A Review of the Pete Castle CD
"Poor Old Horse"

"Poor Old Horse"
by Pete Castle

Copyright 2008
Steel Carpet Music MATS 026

This review is written by Dai Woosnam, daigress@hotmail.com, 5/08

<>I have to start this review with an admission. And it is this: I was once a real fan of the English folk artiste Pete Castle, until I caught the variant of “What's The Life Of A Man” he was singing. It so lacked the poetry of Cyril Tawney's mainstream version, that as a result, I never quite gave my unbridled enthusiastic support to Popeluc, his family trio that shone quite brightly in the late 90s and did so much to spread the message of Romanian folk music to us here in the UK.

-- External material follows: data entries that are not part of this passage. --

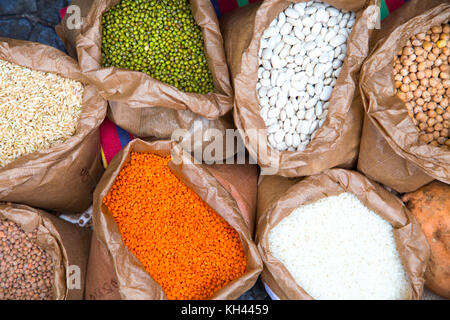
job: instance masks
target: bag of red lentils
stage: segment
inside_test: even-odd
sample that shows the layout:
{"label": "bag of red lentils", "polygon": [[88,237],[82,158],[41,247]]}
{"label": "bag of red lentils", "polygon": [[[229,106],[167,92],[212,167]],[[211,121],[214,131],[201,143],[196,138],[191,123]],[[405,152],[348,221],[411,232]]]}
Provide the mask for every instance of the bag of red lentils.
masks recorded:
{"label": "bag of red lentils", "polygon": [[[3,82],[3,85],[6,83],[6,87],[0,90],[1,95],[3,95],[0,97],[1,103],[10,103],[11,105],[6,113],[2,114],[0,121],[3,121],[3,117],[6,117],[6,121],[11,121],[10,123],[16,130],[15,132],[20,132],[21,128],[19,125],[27,124],[27,121],[31,122],[32,119],[29,118],[30,115],[26,114],[26,111],[20,110],[22,103],[36,103],[35,110],[41,112],[42,118],[44,118],[44,115],[47,117],[45,119],[50,118],[53,121],[51,122],[53,126],[61,123],[69,126],[71,122],[67,120],[67,117],[72,113],[67,112],[66,114],[61,112],[60,117],[55,120],[52,112],[60,111],[49,109],[46,111],[47,113],[44,113],[42,110],[46,109],[42,107],[37,108],[37,104],[47,103],[48,108],[54,106],[54,104],[47,102],[50,99],[50,95],[46,94],[44,96],[44,93],[50,89],[61,92],[58,91],[62,90],[58,85],[64,85],[64,93],[75,92],[75,89],[73,89],[74,85],[66,85],[67,79],[81,83],[83,85],[83,93],[79,103],[81,112],[79,113],[78,122],[74,124],[74,133],[68,136],[66,140],[62,140],[63,142],[51,144],[46,149],[37,149],[38,151],[34,152],[28,151],[29,148],[35,145],[43,145],[41,140],[54,142],[51,140],[54,139],[52,128],[47,122],[41,124],[42,130],[39,130],[41,127],[31,128],[32,130],[29,127],[23,129],[27,130],[26,132],[31,130],[29,135],[32,135],[32,137],[26,141],[17,140],[14,144],[17,150],[14,152],[8,149],[8,146],[11,146],[11,142],[2,136],[0,148],[3,150],[1,150],[2,159],[0,160],[1,163],[6,162],[6,164],[0,167],[0,201],[11,201],[64,213],[85,211],[92,203],[93,191],[103,173],[98,127],[106,114],[106,101],[99,96],[96,87],[81,73],[76,61],[55,48],[40,43],[0,38],[0,61],[2,60],[8,64],[7,68],[13,70],[12,72],[20,71],[20,74],[15,75],[12,72],[5,72],[9,74],[9,78],[7,78],[8,81],[5,80]],[[43,81],[49,79],[49,82],[41,83],[33,80],[37,76],[27,78],[25,75],[29,70],[22,67],[48,72],[49,75],[43,76],[41,74],[40,77],[42,77]],[[56,74],[63,78],[59,78],[58,82],[54,80],[51,74]],[[19,81],[17,77],[20,77],[20,84],[25,88],[25,78],[27,81],[33,81],[33,89],[28,89],[27,94],[34,94],[35,97],[28,97],[28,100],[20,101],[19,99],[24,96],[17,94],[21,90],[20,87],[9,85],[12,83],[11,79],[14,79],[14,76],[16,76],[16,82]],[[42,91],[39,92],[39,90]],[[11,94],[11,101],[8,99],[8,94]],[[54,97],[55,94],[51,97]],[[65,99],[64,102],[68,101],[66,105],[74,105],[73,101],[75,99],[67,96],[59,96],[60,100],[58,101]],[[37,100],[35,100],[36,98]],[[14,121],[8,119],[8,117],[12,117]],[[65,128],[59,128],[59,131],[56,131],[56,133],[59,134]],[[5,131],[2,130],[2,132]],[[8,131],[6,130],[6,132]],[[20,132],[20,134],[22,133]],[[16,139],[16,136],[10,138]],[[2,144],[3,146],[1,146]],[[25,146],[20,148],[20,145],[24,144]],[[17,154],[22,155],[17,157]],[[11,156],[14,155],[16,155],[15,159],[12,159]]]}
{"label": "bag of red lentils", "polygon": [[[251,164],[214,164],[204,165],[203,167],[236,200],[250,234],[253,235],[256,218],[258,167]],[[112,259],[105,246],[95,236],[92,237],[86,275],[86,299],[121,299],[119,282]]]}
{"label": "bag of red lentils", "polygon": [[[432,27],[443,32],[441,24],[449,20],[447,1],[408,2],[383,22],[372,54],[361,69],[360,90],[366,113],[358,170],[398,192],[414,191],[433,179],[450,183],[450,149],[445,145],[433,145],[439,140],[445,144],[446,139],[448,143],[449,80],[442,79],[439,89],[432,86],[432,81],[439,83],[441,80],[439,72],[434,75],[434,69],[443,74],[447,66],[448,78],[450,44],[439,44],[447,48],[447,61],[442,61],[444,51],[433,41],[439,39],[431,39],[438,37],[437,34],[427,34]],[[414,44],[411,42],[414,59],[403,56],[399,63],[394,62],[398,54],[411,53],[403,48],[416,35],[422,40],[416,38]],[[426,37],[432,41],[427,41]],[[433,52],[427,53],[423,48],[425,42],[434,47],[429,48]],[[428,61],[428,56],[424,58],[424,53],[432,60]],[[433,65],[436,60],[442,64]],[[405,68],[404,63],[410,66]],[[398,68],[394,69],[397,64]],[[400,95],[404,95],[404,102],[397,96],[397,88]],[[436,95],[438,91],[442,95]],[[428,143],[431,141],[428,136],[436,141]]]}
{"label": "bag of red lentils", "polygon": [[[276,174],[289,177],[315,174],[335,166],[350,168],[356,164],[362,126],[361,97],[357,83],[360,67],[369,53],[369,40],[380,11],[378,0],[324,1],[337,9],[356,13],[356,21],[347,39],[346,56],[331,97],[328,98],[328,115],[325,114],[326,120],[322,123],[322,127],[314,132],[315,136],[303,151],[288,149],[279,151],[268,141],[269,131],[266,130],[265,120],[260,113],[257,90],[260,66],[258,52],[262,49],[260,49],[261,37],[280,12],[291,4],[304,2],[306,1],[261,1],[233,11],[221,21],[225,52],[235,90],[236,107],[233,113],[235,124],[241,130],[250,154],[257,159],[263,169],[275,168]],[[294,30],[297,32],[301,28],[298,29],[296,26]],[[314,42],[314,39],[310,42]],[[298,63],[296,62],[297,65]],[[314,86],[312,88],[314,89]],[[303,89],[306,89],[306,85]],[[292,97],[291,94],[290,96]],[[297,115],[298,119],[304,117]],[[303,129],[301,131],[308,136],[308,132],[303,132]],[[297,128],[296,132],[300,135]]]}
{"label": "bag of red lentils", "polygon": [[[71,26],[77,12],[66,14],[57,31],[69,52],[77,53],[81,69],[94,81],[100,94],[109,101],[108,117],[121,128],[140,138],[170,138],[175,129],[233,128],[233,90],[223,49],[219,22],[209,0],[191,0],[195,21],[201,27],[207,64],[214,91],[188,93],[149,75],[116,67],[102,67],[102,15],[119,0],[74,0],[83,23]],[[74,28],[74,29],[72,29]],[[203,131],[204,132],[204,131]]]}
{"label": "bag of red lentils", "polygon": [[[172,156],[172,160],[170,160],[170,158],[166,158],[168,156]],[[152,161],[154,162],[147,162],[150,161],[148,159],[153,159]],[[146,167],[146,165],[148,165],[149,167]],[[151,173],[148,171],[158,170],[155,169],[158,167],[160,167],[163,172]],[[232,256],[228,257],[227,260],[229,262],[232,262],[233,266],[230,266],[229,269],[226,269],[228,270],[227,272],[223,271],[229,276],[234,275],[233,277],[227,278],[228,280],[225,280],[225,278],[223,278],[224,282],[222,282],[222,285],[218,285],[214,290],[209,287],[205,288],[206,291],[202,291],[198,288],[195,289],[196,285],[194,284],[193,287],[191,286],[189,288],[186,288],[186,292],[181,288],[179,288],[180,290],[176,290],[175,295],[174,292],[169,292],[168,294],[172,294],[169,295],[169,298],[179,299],[180,297],[177,296],[177,294],[186,294],[187,296],[190,296],[190,294],[193,294],[193,292],[197,292],[199,296],[195,297],[200,299],[236,299],[245,291],[250,289],[256,282],[258,275],[262,270],[262,263],[260,261],[256,246],[252,241],[249,227],[246,223],[246,220],[249,221],[250,219],[245,219],[240,209],[243,208],[243,210],[246,210],[245,205],[239,206],[236,200],[233,198],[233,192],[236,192],[236,190],[238,189],[228,192],[227,189],[221,184],[221,182],[219,182],[219,180],[216,179],[210,173],[210,171],[204,167],[204,165],[194,163],[194,160],[190,155],[187,155],[180,146],[173,146],[173,143],[170,141],[155,141],[147,143],[137,139],[128,144],[127,147],[124,148],[112,160],[94,194],[95,200],[93,222],[95,236],[100,241],[101,245],[104,246],[108,256],[111,257],[114,272],[118,281],[120,296],[122,297],[122,299],[166,299],[166,292],[162,289],[162,287],[167,286],[167,281],[170,282],[170,280],[168,280],[170,277],[182,277],[182,273],[179,273],[181,271],[176,271],[176,269],[173,268],[176,268],[179,263],[187,262],[177,261],[176,263],[171,263],[169,269],[164,269],[163,266],[161,266],[160,264],[155,264],[154,261],[165,261],[169,259],[171,255],[160,259],[151,259],[151,261],[142,261],[137,258],[137,255],[139,255],[140,251],[138,247],[133,244],[132,239],[134,233],[143,232],[141,234],[143,238],[139,236],[139,238],[141,239],[140,242],[142,243],[142,246],[146,246],[148,250],[151,250],[152,254],[158,252],[159,246],[162,247],[169,241],[168,238],[164,237],[164,239],[160,239],[160,241],[155,240],[155,237],[159,238],[159,236],[152,234],[152,232],[154,230],[157,230],[155,228],[159,227],[157,225],[153,225],[151,227],[151,222],[149,225],[148,221],[142,220],[144,216],[141,215],[140,218],[135,217],[132,218],[132,220],[128,220],[128,215],[122,215],[119,212],[121,205],[115,202],[115,200],[117,200],[118,198],[113,195],[113,193],[116,192],[116,190],[117,192],[127,192],[126,190],[132,190],[132,188],[136,188],[137,185],[134,182],[144,180],[141,180],[138,176],[135,176],[134,178],[130,177],[131,180],[128,180],[129,178],[126,178],[126,176],[128,174],[134,175],[136,173],[138,173],[138,175],[140,176],[139,172],[142,172],[144,175],[148,175],[149,180],[146,180],[148,189],[145,192],[155,192],[153,193],[153,195],[147,194],[146,196],[144,196],[144,198],[142,198],[143,195],[140,194],[140,191],[138,191],[142,190],[142,188],[138,187],[139,189],[135,189],[136,192],[134,192],[135,195],[133,197],[136,197],[136,199],[141,199],[141,201],[143,201],[139,208],[145,210],[144,216],[150,215],[153,217],[153,221],[159,221],[159,219],[161,218],[159,217],[159,215],[166,212],[166,210],[168,210],[168,213],[172,212],[171,210],[173,207],[173,210],[175,211],[173,211],[174,213],[171,213],[174,214],[174,216],[171,216],[171,219],[174,219],[174,222],[180,220],[179,223],[181,223],[183,219],[187,219],[185,220],[185,222],[181,223],[181,225],[184,225],[186,228],[189,228],[189,226],[193,223],[190,222],[193,221],[191,219],[196,219],[195,217],[209,217],[205,218],[206,220],[202,222],[197,221],[197,223],[195,224],[197,227],[195,228],[199,229],[195,232],[195,234],[198,234],[200,237],[202,237],[204,232],[209,232],[206,230],[216,232],[214,230],[223,230],[223,228],[225,228],[226,230],[228,230],[227,232],[230,236],[227,236],[223,239],[223,246],[230,246],[230,241],[234,243],[227,249],[227,254],[232,254]],[[223,179],[223,177],[228,174],[229,173],[222,173],[221,178]],[[118,177],[120,177],[120,179],[118,179]],[[171,193],[166,194],[164,193],[164,190],[155,191],[154,189],[157,189],[157,187],[150,186],[152,183],[157,184],[157,181],[159,181],[153,181],[153,179],[164,179],[159,183],[165,184],[169,187],[173,186],[173,193],[181,193],[174,194],[174,199],[170,200]],[[132,181],[133,183],[131,183]],[[186,198],[187,195],[188,197]],[[166,197],[169,198],[166,199]],[[187,201],[186,203],[191,204],[189,204],[185,209],[180,209],[181,211],[179,211],[177,209],[178,206],[183,206],[181,202],[177,201],[179,198],[182,198],[184,199],[183,201]],[[134,206],[132,203],[127,202],[127,196],[125,196],[125,194],[123,196],[120,196],[120,199],[123,199],[120,201],[125,201],[125,206]],[[167,202],[167,200],[170,200],[170,208],[164,209],[162,207],[159,207],[161,206],[161,203],[165,203]],[[117,205],[119,206],[117,207]],[[189,217],[189,212],[192,212],[192,209],[189,208],[196,208],[196,210],[198,210],[198,213],[196,213],[194,216]],[[127,209],[127,212],[135,212],[137,215],[140,214],[140,210],[134,210],[135,209],[129,207],[129,209]],[[157,210],[157,212],[150,213],[148,212],[149,210]],[[205,210],[207,210],[208,212],[206,215]],[[184,212],[184,214],[175,216],[175,214],[179,214],[175,212]],[[213,225],[215,225],[216,227],[213,227],[213,225],[208,225],[211,223],[213,223]],[[163,224],[166,225],[166,227],[170,225],[170,223]],[[208,225],[208,228],[205,229],[204,226],[206,225]],[[149,227],[148,229],[146,229],[143,226]],[[176,225],[174,226],[174,228],[177,228]],[[185,247],[185,243],[182,240],[183,236],[186,234],[192,235],[192,233],[189,232],[189,229],[186,229],[183,232],[181,230],[178,231],[176,233],[179,234],[181,238],[179,238],[179,240],[176,240],[176,250],[183,250],[182,248]],[[163,235],[163,233],[160,233],[159,231],[158,234]],[[220,237],[222,237],[222,235],[220,235]],[[172,239],[172,237],[169,238]],[[207,238],[210,240],[203,239],[203,241],[205,241],[205,245],[206,242],[208,243],[208,245],[210,245],[210,241],[216,243],[216,240],[212,240],[217,238],[215,235],[210,235],[210,237]],[[178,241],[180,242],[178,243]],[[127,243],[127,245],[125,244],[125,242]],[[193,247],[197,247],[194,241],[189,241],[189,243],[191,243]],[[139,247],[142,248],[142,246],[140,245]],[[238,250],[238,247],[241,249]],[[225,247],[222,247],[222,245],[220,245],[218,248],[219,250],[223,250]],[[236,250],[238,250],[239,252],[237,252]],[[170,248],[166,248],[166,250],[163,251],[169,252]],[[236,255],[234,255],[234,253]],[[173,252],[173,255],[176,254],[176,252]],[[196,280],[194,281],[195,283],[204,283],[204,279],[202,279],[202,277],[208,277],[207,274],[211,274],[212,272],[212,270],[208,269],[210,263],[219,263],[219,261],[213,262],[209,258],[201,256],[200,254],[192,258],[192,252],[190,252],[190,250],[186,251],[186,255],[187,257],[189,257],[189,259],[194,259],[194,261],[192,261],[193,266],[201,263],[201,261],[198,259],[206,259],[202,260],[206,268],[205,273],[197,269],[190,271],[198,272],[196,274],[199,275],[200,281]],[[148,254],[146,254],[146,256],[148,256]],[[215,256],[215,254],[212,254],[212,256]],[[219,263],[219,265],[222,264],[227,265],[228,263]],[[238,269],[240,270],[239,272],[237,272]],[[147,270],[149,272],[147,272]],[[152,276],[150,276],[151,272],[153,272],[153,274],[158,277],[157,279],[159,279],[159,282],[157,282],[153,279]],[[173,272],[175,273],[172,274]],[[224,274],[222,274],[222,276],[223,275]],[[178,284],[175,284],[175,286],[178,286],[180,283],[183,282],[179,282]],[[211,294],[208,294],[208,296],[203,296],[203,294],[206,293]]]}
{"label": "bag of red lentils", "polygon": [[[329,201],[329,207],[320,201]],[[384,221],[377,221],[373,213]],[[336,215],[341,216],[332,221]],[[340,228],[347,228],[344,234]],[[430,249],[420,225],[400,199],[358,172],[330,169],[303,179],[261,176],[256,231],[255,242],[264,262],[261,279],[273,299],[348,299],[346,290],[352,290],[352,299],[379,299],[376,294],[386,299],[394,291],[397,299],[420,299],[422,295]],[[330,239],[336,247],[327,244]],[[374,243],[383,247],[376,256]],[[391,250],[388,243],[396,248]],[[394,250],[400,267],[393,267]],[[401,289],[387,279],[398,280]],[[371,282],[375,291],[368,289]],[[380,293],[380,283],[387,291]]]}
{"label": "bag of red lentils", "polygon": [[[9,225],[5,226],[5,222]],[[2,291],[5,287],[0,286],[0,300],[14,299],[5,296],[6,294],[15,294],[17,299],[24,299],[27,293],[32,294],[39,289],[41,293],[46,294],[39,299],[83,300],[90,238],[91,232],[88,229],[79,228],[44,211],[24,205],[0,203],[0,253],[4,254],[8,245],[14,245],[13,250],[18,253],[14,255],[6,252],[8,255],[0,259],[1,262],[9,264],[5,266],[6,270],[2,270],[0,262],[0,282],[9,280],[9,273],[13,270],[11,265],[20,268],[25,259],[31,258],[30,251],[40,257],[40,260],[28,260],[28,268],[35,267],[32,272],[43,277],[34,276],[33,279],[27,278],[28,280],[22,283],[10,283],[9,287],[14,286],[17,291]],[[21,241],[14,242],[13,239]],[[2,241],[7,243],[2,244]],[[23,245],[26,245],[25,251],[21,249]],[[45,259],[49,262],[46,269],[42,268]],[[27,271],[16,271],[27,277]]]}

But I am determined to put that slight animus of mine behind me and give this CD a fair wind.

Pete is joined on this album by - the increasingly popular in their own right - Sarah Matthews and Doug Eunson (on strings and melodeon respectively, and vocals), Edmund Hunt (whistle and Northumbrian pipes), and Sue Castle on additional vocals.

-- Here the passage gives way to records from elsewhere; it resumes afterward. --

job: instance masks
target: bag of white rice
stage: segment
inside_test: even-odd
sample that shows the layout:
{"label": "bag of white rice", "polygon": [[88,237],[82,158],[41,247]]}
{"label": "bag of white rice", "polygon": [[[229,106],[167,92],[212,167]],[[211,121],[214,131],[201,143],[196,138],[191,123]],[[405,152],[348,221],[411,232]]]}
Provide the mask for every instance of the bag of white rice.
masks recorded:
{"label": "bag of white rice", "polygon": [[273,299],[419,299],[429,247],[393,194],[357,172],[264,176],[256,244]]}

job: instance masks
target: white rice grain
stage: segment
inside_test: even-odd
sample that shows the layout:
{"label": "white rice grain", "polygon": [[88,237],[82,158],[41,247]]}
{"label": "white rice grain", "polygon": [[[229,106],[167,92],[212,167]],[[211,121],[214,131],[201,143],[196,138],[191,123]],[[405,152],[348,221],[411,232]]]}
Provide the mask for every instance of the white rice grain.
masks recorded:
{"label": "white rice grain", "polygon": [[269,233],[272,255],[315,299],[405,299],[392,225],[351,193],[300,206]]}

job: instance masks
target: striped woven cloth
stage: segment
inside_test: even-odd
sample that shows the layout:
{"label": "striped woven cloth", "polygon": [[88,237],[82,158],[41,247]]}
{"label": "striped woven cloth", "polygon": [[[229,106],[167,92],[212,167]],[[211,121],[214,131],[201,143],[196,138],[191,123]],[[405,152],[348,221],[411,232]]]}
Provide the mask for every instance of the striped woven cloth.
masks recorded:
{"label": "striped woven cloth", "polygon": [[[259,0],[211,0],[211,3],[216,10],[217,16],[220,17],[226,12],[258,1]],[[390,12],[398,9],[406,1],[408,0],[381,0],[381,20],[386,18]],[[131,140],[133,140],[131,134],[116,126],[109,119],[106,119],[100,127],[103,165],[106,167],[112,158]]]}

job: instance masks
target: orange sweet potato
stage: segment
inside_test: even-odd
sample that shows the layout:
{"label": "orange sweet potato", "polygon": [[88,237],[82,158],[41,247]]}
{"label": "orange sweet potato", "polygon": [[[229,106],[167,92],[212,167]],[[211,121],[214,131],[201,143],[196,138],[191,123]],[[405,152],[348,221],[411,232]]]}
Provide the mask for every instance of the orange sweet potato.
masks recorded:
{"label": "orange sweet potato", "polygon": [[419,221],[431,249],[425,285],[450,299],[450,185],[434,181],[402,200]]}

There are a couple of stories from Pete (he is an ace storyteller) and the rest of the tracks are – all except one – well known English ballads (though not necessarily the best-known variants). The exception however is a set of words he has set to an Appalachian tune—the Dreadful Wind and Rain. But the words are English in origin, so maybe we can thus claim ALL the songs to be hailing from Old Albion. And these words could hardly be MORE English: if I tell you that the song is titled “When That I Was A Little Tiny Boy”, and if those words seem familiar to Shakespeare buffs out there, then that's because they were penned by The Immortal Bard and sung by Feste, the jester, at the end of Twelfth Night.

It was the standout musical track for me. But I also very much enjoyed his version of Firelock Stile (from the singing of Harry Cox). And that said, I should add that there was nothing here on this CD for me NOT to enjoy. His accompanists do the thoroughly professional job one expects, and one gets up from the table feeling one has not remotely been short-changed.

Keen-eyed readers will note I inserted the word “musical” into the first line of the last paragraph! That is because, by some distance, the cut that did most for me was the first of his stories: a compelling little tale called “Like Meat Loves Salt”. He says in his helpful liner notes, “this was expanded from a fragment collected in Derbyshire by S.O. Addy”.

I cannot get that story out of my head.